Concepedia

TLDR

The authors propose a feedback‑directed random test generation technique that improves test quality by using execution feedback during input construction. The method incrementally constructs test inputs by randomly selecting method calls, reusing arguments from earlier inputs, executing each input immediately, and using contract and filter checks to decide whether to discard or reuse the input for further generation. Experiments show that the technique produces unit test suites that preserve contracts, detect errors, and achieve coverage and error‑detection performance equal to or better than model checking and undirected random generation, finding numerous previously unknown bugs in large libraries.

Abstract

We present a technique that improves random test generation by incorporating feedback obtained from executing test inputs as they are created.
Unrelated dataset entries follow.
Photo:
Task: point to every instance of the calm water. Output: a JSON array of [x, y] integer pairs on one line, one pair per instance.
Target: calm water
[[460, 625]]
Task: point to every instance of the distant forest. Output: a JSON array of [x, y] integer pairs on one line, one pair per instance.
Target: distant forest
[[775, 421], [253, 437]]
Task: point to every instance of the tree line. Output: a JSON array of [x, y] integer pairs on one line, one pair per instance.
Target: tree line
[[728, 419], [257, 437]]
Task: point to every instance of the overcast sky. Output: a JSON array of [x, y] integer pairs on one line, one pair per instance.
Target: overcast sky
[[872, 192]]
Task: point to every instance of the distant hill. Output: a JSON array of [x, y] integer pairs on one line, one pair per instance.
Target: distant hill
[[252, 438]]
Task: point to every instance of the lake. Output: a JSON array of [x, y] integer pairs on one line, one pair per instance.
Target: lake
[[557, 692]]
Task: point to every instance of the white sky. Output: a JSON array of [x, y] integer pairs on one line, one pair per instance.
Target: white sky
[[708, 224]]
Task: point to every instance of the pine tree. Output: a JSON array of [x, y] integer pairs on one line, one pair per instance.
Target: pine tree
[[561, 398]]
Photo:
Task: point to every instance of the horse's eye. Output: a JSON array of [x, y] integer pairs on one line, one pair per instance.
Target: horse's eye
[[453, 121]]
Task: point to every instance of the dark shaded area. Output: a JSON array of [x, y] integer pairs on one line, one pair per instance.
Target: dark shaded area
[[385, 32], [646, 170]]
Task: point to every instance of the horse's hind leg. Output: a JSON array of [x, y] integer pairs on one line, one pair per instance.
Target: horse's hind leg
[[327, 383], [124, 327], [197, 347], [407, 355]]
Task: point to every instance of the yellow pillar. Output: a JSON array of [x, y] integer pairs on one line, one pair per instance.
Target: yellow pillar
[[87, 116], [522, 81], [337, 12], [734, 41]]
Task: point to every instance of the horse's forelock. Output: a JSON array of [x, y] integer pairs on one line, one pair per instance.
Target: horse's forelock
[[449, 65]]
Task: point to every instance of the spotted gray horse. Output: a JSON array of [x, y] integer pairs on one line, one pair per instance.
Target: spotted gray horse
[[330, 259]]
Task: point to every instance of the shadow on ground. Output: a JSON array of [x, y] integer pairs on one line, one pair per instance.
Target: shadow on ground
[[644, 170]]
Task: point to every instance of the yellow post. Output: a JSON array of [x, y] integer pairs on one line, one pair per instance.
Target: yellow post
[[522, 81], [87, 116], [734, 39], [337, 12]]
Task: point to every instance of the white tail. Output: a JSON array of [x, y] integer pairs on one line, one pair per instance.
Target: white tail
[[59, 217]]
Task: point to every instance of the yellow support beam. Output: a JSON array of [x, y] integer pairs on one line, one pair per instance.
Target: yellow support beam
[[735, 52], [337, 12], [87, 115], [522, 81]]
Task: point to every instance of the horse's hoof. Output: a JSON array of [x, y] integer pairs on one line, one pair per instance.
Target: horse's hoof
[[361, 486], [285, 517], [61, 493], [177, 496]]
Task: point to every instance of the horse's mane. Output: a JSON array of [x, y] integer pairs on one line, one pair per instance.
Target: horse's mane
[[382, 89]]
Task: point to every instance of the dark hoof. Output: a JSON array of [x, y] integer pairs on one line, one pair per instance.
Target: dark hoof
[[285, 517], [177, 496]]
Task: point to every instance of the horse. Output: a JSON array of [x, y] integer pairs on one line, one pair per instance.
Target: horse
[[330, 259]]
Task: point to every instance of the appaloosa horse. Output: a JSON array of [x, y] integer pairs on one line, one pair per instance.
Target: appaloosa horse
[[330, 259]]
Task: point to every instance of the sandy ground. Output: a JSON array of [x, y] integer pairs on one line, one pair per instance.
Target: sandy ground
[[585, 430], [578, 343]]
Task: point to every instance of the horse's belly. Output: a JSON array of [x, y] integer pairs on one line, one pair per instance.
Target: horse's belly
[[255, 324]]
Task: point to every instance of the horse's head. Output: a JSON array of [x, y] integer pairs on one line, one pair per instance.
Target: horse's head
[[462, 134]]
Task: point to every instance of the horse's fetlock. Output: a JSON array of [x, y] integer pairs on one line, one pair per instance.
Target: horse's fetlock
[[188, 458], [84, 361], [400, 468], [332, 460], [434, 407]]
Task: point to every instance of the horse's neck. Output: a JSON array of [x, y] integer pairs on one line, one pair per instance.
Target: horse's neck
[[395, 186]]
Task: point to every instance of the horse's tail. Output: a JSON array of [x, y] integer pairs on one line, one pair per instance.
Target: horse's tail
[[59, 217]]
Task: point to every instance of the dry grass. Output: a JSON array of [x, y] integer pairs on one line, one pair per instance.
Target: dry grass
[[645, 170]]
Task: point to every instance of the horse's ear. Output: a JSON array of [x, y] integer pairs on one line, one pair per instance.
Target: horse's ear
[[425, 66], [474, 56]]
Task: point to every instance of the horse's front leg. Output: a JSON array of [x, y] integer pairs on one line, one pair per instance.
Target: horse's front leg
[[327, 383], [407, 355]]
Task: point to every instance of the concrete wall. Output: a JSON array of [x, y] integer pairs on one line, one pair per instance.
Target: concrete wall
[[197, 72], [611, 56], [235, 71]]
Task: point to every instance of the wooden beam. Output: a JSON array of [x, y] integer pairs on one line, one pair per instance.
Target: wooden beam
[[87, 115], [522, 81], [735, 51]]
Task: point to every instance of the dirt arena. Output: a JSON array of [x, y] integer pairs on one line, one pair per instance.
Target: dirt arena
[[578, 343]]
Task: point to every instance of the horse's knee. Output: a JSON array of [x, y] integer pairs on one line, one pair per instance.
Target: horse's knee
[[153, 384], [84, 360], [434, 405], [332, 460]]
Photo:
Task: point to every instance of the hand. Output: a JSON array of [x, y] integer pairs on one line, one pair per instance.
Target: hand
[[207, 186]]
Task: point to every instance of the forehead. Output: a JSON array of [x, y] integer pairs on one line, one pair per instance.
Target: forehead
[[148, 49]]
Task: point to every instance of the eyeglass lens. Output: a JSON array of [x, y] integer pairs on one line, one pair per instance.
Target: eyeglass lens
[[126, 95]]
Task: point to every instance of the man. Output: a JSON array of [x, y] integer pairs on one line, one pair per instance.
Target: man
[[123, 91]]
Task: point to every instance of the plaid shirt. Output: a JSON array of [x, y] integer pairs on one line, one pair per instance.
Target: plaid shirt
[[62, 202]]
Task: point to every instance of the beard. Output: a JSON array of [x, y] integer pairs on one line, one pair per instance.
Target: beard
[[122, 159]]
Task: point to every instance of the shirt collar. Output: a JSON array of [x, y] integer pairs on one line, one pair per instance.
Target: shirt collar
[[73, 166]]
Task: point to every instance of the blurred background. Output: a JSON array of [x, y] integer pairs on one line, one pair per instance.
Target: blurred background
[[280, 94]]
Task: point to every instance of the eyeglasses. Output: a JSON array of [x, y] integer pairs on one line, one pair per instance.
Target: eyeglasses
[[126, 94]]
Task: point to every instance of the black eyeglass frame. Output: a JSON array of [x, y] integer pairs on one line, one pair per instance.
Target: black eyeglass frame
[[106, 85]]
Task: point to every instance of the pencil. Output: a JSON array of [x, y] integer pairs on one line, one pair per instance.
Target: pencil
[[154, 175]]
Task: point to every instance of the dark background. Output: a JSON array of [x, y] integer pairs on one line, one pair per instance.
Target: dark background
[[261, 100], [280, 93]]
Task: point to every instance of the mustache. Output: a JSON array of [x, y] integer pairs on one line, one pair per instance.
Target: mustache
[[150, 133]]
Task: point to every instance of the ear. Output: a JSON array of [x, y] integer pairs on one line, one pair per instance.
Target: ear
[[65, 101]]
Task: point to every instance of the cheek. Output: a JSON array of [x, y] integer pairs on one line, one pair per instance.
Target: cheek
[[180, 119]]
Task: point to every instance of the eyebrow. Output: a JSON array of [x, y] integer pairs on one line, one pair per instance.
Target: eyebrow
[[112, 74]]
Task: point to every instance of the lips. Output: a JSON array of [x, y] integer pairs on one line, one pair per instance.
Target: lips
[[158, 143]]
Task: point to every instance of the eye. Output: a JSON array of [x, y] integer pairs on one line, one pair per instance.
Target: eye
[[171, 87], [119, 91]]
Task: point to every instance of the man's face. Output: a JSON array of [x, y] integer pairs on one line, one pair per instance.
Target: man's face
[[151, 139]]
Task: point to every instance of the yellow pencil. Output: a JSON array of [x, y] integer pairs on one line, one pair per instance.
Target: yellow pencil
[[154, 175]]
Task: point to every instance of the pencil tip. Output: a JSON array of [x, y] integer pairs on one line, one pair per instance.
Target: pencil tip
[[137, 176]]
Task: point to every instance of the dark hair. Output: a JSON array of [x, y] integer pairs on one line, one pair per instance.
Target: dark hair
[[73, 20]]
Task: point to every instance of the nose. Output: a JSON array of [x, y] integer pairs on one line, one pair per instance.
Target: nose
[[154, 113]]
Our technique builds inputs incrementally by randomly selecting a method call to apply and finding arguments from among previously-constructed inputs. As soon as an input is built, it is executed and checked against a set of contracts and filters. The result of the execution determines whether the input is redundant, illegal, contract-violating, or useful for generating more inputs. The technique outputs a test suite consisting of unit tests for the classes under test. Passing tests can be used to ensure that code contracts are preserved across program changes; failing tests (that violate one or more contract) point to potential errors that should be corrected. Our experimental results indicate that feedback-directed random test generation can outperform systematic and undirected random test generation, in terms of coverage and error detection. On four small but nontrivial data structures (used previously in the literature), our technique achieves higher or equal block and predicate coverage than model checking (with and without abstraction) and undirected random generation. On 14 large, widely-used libraries (comprising 780KLOC), feedback-directed random test generation finds many previously-unknown errors, not found by either model checking or undirected random generation.